Блондин бежал мимо горевшего «Тигра». В нескольких шагах от него лежал танкист – сожженный, скрюченный, только по рукам можно было узнать, что это было когда-то человеком. Блондин сглотнул и залег. «Проклятый стальной гроб. Мы еще можем увертываться от пуль, когда грохнет. Но они, сидя в своем ящике, не слышат ничего, кроме своего мотора. Едва ли что-то видят, а когда бабахнет, то вовремя выбраться могут лишь случайно. Нет, – он поежился, – лучше уж ходить пешком!»
Русские перенесли огонь дальше, в глубину.
Когда он побежал дальше, то увидел, что Пауль махнул рукой. Свистнули пули. Ложись! Отдышаться, встать, глаза закрыл, и вперед! Танковые пушки гремят, пулеметы строчат! «Лечь! Встать! Лечь! Встать! Как много это тренировалось, до проклятия! А сейчас я это делаю добровольно, автоматически, без кричащего командного голоса! Добровольно?
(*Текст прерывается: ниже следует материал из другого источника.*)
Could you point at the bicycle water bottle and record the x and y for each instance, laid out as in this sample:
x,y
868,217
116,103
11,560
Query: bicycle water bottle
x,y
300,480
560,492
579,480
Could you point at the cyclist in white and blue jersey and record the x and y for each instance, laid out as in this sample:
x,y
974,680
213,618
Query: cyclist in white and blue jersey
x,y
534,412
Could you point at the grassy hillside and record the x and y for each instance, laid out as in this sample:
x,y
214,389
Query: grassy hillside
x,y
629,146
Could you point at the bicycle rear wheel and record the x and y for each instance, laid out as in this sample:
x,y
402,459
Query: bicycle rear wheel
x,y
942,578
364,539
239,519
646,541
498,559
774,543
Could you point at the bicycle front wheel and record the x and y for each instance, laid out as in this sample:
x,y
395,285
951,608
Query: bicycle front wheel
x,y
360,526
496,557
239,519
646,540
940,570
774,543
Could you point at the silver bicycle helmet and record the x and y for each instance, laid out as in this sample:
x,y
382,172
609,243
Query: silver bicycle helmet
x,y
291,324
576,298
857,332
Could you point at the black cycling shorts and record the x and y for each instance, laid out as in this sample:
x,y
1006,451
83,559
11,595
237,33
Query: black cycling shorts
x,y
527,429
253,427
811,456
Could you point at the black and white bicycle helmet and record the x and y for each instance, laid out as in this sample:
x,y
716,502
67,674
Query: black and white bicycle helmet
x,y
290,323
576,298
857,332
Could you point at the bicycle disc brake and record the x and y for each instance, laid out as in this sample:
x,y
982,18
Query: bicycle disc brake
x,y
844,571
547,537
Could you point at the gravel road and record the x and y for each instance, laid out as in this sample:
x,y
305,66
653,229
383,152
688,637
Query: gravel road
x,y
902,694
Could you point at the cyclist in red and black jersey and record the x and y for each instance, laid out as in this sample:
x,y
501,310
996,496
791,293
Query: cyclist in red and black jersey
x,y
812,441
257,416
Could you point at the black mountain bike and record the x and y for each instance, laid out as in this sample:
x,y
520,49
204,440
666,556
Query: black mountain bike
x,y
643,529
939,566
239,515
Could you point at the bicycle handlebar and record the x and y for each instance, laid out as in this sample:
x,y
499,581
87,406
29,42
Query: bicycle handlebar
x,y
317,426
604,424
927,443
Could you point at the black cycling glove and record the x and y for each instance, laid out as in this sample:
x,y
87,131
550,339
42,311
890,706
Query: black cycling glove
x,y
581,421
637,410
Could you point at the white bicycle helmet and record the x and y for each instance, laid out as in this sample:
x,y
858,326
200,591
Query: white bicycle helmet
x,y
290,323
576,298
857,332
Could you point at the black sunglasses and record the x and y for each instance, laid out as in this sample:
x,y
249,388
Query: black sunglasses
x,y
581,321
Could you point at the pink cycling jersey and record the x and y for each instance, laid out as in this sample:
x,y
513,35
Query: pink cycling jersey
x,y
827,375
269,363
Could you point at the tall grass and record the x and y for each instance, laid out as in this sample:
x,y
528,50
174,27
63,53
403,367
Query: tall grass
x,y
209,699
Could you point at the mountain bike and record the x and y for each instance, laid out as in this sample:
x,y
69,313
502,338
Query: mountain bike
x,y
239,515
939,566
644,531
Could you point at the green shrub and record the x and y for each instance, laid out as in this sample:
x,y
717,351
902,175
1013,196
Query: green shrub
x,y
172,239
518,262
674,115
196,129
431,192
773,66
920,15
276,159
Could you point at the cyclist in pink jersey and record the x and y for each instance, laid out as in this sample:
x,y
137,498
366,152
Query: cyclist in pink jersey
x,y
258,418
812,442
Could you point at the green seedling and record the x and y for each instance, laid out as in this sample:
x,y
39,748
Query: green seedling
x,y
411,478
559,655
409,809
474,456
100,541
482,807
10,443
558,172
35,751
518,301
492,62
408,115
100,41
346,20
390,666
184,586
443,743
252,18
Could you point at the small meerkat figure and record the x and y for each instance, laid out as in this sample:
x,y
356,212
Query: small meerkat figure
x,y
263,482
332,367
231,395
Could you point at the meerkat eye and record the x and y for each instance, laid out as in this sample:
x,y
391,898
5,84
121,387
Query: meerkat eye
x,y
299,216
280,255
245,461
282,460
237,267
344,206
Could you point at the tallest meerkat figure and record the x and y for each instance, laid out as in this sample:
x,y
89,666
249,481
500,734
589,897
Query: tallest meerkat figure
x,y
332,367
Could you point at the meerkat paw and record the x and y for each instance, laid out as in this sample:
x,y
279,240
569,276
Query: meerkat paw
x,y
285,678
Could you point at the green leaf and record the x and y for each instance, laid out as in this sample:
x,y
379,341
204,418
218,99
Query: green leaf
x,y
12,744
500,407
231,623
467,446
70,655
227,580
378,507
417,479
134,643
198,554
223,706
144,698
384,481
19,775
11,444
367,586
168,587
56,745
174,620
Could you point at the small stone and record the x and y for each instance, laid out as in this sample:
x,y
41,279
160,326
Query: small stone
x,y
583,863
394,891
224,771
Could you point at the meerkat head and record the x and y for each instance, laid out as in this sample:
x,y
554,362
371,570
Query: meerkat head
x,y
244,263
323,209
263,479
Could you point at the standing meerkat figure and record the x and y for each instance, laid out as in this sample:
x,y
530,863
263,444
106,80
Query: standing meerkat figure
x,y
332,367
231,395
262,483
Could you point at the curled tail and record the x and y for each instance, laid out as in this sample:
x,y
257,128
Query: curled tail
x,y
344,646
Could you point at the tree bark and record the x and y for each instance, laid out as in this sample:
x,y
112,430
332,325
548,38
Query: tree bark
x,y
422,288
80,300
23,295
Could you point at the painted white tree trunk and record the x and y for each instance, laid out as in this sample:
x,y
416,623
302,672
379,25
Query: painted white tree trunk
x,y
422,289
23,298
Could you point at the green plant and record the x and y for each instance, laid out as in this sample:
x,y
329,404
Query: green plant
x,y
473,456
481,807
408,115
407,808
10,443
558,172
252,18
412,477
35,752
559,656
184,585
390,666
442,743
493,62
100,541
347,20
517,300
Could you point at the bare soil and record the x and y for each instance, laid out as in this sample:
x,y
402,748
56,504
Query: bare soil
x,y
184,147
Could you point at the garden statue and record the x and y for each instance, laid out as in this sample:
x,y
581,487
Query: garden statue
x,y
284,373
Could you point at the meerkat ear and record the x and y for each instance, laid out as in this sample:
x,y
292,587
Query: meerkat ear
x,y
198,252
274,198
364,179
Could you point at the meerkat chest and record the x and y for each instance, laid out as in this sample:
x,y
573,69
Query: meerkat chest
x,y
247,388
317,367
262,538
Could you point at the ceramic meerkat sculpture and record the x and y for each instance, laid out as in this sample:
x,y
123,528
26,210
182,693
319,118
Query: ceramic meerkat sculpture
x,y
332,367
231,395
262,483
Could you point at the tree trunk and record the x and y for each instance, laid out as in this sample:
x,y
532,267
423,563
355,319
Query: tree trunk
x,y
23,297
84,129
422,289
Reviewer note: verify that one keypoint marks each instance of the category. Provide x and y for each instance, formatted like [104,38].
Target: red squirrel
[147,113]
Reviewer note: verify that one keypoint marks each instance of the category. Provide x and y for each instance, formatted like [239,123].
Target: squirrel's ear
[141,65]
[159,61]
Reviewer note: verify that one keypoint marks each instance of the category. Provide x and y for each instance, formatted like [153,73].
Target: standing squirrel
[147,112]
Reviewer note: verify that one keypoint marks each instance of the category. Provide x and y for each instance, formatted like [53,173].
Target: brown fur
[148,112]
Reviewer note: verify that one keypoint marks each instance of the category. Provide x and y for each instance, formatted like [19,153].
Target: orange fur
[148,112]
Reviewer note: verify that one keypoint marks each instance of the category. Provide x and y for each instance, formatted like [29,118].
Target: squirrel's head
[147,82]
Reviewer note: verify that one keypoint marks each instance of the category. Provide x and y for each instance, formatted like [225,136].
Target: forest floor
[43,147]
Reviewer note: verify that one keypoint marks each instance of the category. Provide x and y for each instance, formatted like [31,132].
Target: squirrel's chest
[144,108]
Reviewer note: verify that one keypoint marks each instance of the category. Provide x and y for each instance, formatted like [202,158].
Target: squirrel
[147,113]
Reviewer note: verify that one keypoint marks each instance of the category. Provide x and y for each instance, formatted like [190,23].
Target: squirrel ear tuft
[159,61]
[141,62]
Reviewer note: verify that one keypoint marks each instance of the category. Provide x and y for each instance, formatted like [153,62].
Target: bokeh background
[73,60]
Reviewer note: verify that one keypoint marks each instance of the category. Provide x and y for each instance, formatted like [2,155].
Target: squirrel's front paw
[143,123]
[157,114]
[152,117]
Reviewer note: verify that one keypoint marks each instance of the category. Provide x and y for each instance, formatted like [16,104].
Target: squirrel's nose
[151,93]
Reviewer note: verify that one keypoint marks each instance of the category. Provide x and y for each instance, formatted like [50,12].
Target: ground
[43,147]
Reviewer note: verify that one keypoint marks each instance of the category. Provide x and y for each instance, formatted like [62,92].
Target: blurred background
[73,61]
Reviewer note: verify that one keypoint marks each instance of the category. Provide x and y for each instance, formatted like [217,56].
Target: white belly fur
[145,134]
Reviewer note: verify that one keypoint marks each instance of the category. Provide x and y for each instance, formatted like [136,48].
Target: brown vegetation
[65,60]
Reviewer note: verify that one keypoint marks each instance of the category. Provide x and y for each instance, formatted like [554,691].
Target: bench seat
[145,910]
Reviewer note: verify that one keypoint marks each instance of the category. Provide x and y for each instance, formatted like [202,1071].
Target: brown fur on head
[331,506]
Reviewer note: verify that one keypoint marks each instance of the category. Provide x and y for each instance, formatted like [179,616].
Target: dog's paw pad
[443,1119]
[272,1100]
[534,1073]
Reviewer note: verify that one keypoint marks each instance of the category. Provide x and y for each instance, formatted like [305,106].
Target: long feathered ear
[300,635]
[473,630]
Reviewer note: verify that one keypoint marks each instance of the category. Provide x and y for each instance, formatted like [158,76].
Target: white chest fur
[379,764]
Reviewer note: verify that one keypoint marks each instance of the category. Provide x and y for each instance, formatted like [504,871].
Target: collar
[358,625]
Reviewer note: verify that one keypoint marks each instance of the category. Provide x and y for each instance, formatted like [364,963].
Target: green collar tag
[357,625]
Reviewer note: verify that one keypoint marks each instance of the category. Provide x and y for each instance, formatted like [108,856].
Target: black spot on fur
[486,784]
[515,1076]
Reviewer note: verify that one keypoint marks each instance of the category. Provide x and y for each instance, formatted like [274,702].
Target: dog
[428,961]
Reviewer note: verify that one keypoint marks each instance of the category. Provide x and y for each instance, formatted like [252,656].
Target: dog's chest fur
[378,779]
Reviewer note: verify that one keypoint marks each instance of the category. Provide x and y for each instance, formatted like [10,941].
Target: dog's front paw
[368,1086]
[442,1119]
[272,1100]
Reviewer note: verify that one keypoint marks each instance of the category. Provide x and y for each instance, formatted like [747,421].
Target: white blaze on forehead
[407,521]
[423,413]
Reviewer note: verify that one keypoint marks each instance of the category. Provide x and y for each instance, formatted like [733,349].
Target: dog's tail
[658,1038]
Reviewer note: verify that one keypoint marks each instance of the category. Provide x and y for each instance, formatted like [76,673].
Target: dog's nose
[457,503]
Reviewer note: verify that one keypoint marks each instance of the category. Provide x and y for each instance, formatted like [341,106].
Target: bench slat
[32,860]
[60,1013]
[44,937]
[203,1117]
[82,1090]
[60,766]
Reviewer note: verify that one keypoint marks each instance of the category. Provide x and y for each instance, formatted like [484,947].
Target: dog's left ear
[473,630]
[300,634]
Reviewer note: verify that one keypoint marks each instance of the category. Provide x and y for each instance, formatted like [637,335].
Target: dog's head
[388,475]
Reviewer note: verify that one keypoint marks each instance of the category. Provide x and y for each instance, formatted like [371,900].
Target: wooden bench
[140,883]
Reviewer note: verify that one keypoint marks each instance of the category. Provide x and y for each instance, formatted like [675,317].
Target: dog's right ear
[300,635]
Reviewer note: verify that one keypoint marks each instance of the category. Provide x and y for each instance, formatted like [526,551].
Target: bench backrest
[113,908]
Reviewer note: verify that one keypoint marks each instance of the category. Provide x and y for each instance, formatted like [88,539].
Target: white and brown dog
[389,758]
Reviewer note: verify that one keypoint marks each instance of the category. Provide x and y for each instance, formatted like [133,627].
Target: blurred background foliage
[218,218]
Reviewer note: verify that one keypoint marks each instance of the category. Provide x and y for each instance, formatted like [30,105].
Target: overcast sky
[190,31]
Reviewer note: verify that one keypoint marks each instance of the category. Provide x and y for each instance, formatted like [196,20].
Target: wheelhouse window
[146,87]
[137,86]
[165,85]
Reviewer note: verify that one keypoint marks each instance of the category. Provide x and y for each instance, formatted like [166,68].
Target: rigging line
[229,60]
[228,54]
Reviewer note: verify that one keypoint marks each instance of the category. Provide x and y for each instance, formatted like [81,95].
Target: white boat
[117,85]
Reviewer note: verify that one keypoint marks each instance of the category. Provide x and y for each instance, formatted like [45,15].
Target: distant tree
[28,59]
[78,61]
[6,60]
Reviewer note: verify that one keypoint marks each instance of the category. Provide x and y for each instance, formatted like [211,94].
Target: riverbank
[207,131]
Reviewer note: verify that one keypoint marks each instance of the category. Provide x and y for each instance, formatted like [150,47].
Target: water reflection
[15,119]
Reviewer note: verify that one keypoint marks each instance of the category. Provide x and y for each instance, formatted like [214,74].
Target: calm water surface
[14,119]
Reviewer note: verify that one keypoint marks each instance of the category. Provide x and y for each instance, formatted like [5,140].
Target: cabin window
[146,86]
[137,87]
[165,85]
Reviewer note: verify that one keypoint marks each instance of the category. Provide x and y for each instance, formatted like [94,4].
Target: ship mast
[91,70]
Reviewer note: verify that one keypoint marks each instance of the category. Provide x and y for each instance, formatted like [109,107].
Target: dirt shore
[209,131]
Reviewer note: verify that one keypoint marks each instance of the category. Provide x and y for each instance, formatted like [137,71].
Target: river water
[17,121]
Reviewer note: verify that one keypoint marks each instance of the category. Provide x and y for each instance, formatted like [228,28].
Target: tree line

Конечно, я бы сейчас с удовольствием остался бы лежать, добровольно. Но зачем же я встаю и бегу дальше? Лежи, идиот! Лежи…»
Он упал в нескольких метрах от Пауля, увидел небольшую кучку земли, на которой лежал пулемет, перевернулся на бок, достал лопатку и осторожно стал набрасывать землю перед головой. Когда его «кротовья кучка» была готова, он снова перевернулся на живот и довольно улыбнулся. Пауль что-то крикнул ему, но он не понял и переспросил:
– Что случилось?
Глаза склеивались от пота и грязи, и он потерся лицом о рукав.
– Зепп? Где?
– Слева от тебя. Слева! Видишь его?
– Да, он двигается. – «Проклятое дерьмо! Еще один. А под таким огнем ничего не сделаешь! Ждать. Можно только ждать». И ему показалось, что прошла вечность, прежде чем стал стихать огонь. Он приподнялся и крикнул Паулю:
– Я бегу к Зеппу!
И вот он его увидел. Зепп лежал на животе, руки – под грудью, ноги подтянуты, скрючены.
– Куда, Зепп? Куда тебе попало?
Зепп застонал.
– В живот? – Блондин залег рядом с ним и попробовал перевернуть его на бок. Руки Зеппа были в крови, веки плотно сжаты. Рот перекосился, верхняя губа задралась. Блондин слегка выпрямился, расстегнул на нем ремень, задрал маскировочную куртку и рубашку, стал ощупывать спину, от ребер к животу. Липкий, влажный горячий. Две раны. Выглядит, как сквозное ранение.
– Тебе повезло, Зепп!
– Что с ним? – Эрнст присел рядом на каблуки.
– Я думаю, сквозное ранение.
Эрнст немного приподнял стонущего и положил его на бок. Они наложили на раны пакеты и плотно их забинтовали.
– Лежи спокойно, Зепп. Санитары уже в пути.
– У тебя прекрасное «попадание домой», – рассмеялся Эрнст. – Лазарет, отпуск по ранению. Что тебе еще надо?
Зепп попытался улыбнуться.
– Зепп, если бы ты был иваном, то побежал бы сам на перевязочный пункт, напевая при этом молодецкую песенку.
– Но я же не иван.
– Да, но сигаретку уже закуришь?
– Эрнст, мотоцикл! – крикнул Блондин и замахал руками: – Санитар! Санитар!
Мотоциклист развернулся, поднял руку и остановился.
– Ты видел санитаров?
Связной поднял очки и кивнул назад:
– У них сейчас «горячий сезон». Что, ваш приятель тяжело ранен?
Эрнст покачал головой:
– Ранен навылет. Самое большее, потом будет страдать от изжоги, если переест. Можешь его забрать с собой?
Мотоциклист снова надел очки.
– Возьму его на обратном пути, тут недолго! – И уехал.
– Тихо, как в церкви.
– Тихо? Да, после такого фейерверка, может, и тихо. Наши танки сейчас у иванов, поэтому у нас спокойно. Зепп, ты слышал? Мотоциклист на обратном пути возьмет тебя с собой.
– А мы уходим. – Эрнст сунул ему еще одну сигарету за ухо. – Поправляйся и дома не слишком усердствуй!
Они помахали ему руками, Зепп улыбнулся и слабо поднял руку.
Эрнст и Блондин потихоньку пошли вперед. Танки прекратили огонь и поехали по позиции. Вовсю трещали пулеметы. Слышались разрывы ручных противопехотных и противотанковых гранат. Перед первой линией окопов они нагнали свое отделение.